I climbed Mount Shasta once. It was on the Fourth of July, sometime in the early nineties. I was about 32 years old or so. We were camping at Lake Siskiyou, a nice lake with a great view of the mountain. We took the Southern face (Avalanche Gulch) route. Two of my brothers in law went up in the afternoon to sleep overnight at Horse Camp (2600m). I drove up to the parking lot (2300m) that evening with a six-pack of ale in an ice chest. I drank the six-pack that night in the parking lot and crashed out around midnight. I woke up just before dawn with a hangover and started walking. It was still dark outside.
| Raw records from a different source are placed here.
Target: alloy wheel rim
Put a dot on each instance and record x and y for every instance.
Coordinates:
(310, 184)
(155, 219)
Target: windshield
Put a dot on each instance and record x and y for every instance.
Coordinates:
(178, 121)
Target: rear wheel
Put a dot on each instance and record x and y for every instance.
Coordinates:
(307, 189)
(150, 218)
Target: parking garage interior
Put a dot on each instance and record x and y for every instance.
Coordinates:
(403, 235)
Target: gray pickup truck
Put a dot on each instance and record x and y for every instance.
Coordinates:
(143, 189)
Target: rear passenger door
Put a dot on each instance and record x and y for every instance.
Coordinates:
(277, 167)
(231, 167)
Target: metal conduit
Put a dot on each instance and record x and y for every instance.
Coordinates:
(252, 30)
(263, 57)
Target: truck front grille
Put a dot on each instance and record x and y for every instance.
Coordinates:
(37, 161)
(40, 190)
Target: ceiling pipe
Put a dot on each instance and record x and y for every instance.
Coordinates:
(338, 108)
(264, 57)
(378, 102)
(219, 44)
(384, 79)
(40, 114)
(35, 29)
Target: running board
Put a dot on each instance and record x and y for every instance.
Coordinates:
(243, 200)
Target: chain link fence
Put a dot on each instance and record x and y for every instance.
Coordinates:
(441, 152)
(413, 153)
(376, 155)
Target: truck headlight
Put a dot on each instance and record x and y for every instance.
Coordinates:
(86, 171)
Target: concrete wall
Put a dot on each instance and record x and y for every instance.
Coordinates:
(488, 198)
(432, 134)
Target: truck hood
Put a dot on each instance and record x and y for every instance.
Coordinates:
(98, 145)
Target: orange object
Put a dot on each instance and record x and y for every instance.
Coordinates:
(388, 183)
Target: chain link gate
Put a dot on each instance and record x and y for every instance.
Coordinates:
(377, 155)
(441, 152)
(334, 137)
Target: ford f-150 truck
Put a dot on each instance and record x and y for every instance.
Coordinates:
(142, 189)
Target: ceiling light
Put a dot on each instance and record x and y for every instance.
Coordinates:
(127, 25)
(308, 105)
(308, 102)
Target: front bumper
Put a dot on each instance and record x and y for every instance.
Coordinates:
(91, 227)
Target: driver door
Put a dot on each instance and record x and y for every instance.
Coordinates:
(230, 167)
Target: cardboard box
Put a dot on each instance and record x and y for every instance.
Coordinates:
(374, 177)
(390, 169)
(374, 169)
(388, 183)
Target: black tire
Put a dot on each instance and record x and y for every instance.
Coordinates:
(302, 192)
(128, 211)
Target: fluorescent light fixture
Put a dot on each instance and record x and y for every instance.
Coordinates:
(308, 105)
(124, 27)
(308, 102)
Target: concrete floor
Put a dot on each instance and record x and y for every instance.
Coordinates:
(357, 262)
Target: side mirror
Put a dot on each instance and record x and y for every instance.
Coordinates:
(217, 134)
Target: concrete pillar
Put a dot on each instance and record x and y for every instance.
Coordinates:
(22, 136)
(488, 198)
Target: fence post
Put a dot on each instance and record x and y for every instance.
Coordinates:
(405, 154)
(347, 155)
I met up with my brothers in law at Helen Lake (3169m), and we ate some food there. One of my brothers in law was much older than myself and he decided that this was as far as he was going to go. My other brother in law had climbed the mountain before and so the two of us decided to make for the summit.
Avalanche Gulch was covered in snow and is quite steep. You will need some crampons and an ice axe, which I rented from REI. It was pretty slow going. I was starting to feel the altitude change about then. I remember just sort of taking about ten steps and then resting for a few seconds and then taking another ten steps. This worked out pretty well, and the radio reception from up there was quite good.
We finally made it up to Red Banks (3962m), and headed onward to what they call Misery Hill. By this time the altitude was definitely giving me some grief and it was more of ten steps, rest, and ten more steps. At the top of Misery Hill (4200m) there is a saddle on top of the mountain that we went across before climbing the actual summit. It was kind of mystical up there as I was very light headed by this time.
By the time I made it to the actual summit (4317m), I was practically crawling on my hands and knees. When I got there, there was a young couple sipping tea and looking fresh as daisies, as if they had made the climb every weekend for the last four years. There is a logbook at the summit in which you can write stuff, and I am told that they keep past logbooks in the library at the town of Mount Shasta.
The way down was a bit tricky, and there was some minor confusion about which route to take. As I remember, at one point we waited for the couple from the summit to pass us before following them down through to the steep part. After that we were able to glissade down the snow covered steep stretch, which was great fun and a huge relief from hiking it.
We made it back to the car just as the sun was starting to set. All in all it was a great day and nice adventure for me. It marked a turning point in my life, where I started to overcome my illness and take charge of my life again. I will never forget the experience, and am forever grateful to my brothers in law for convincing me to do it. It is good to take some risks in life, to challenge yourself once in a while. Just make sure you know what you are getting your selves into and are properly equipped for the task. In this way you will have fewer regrets as you grow old.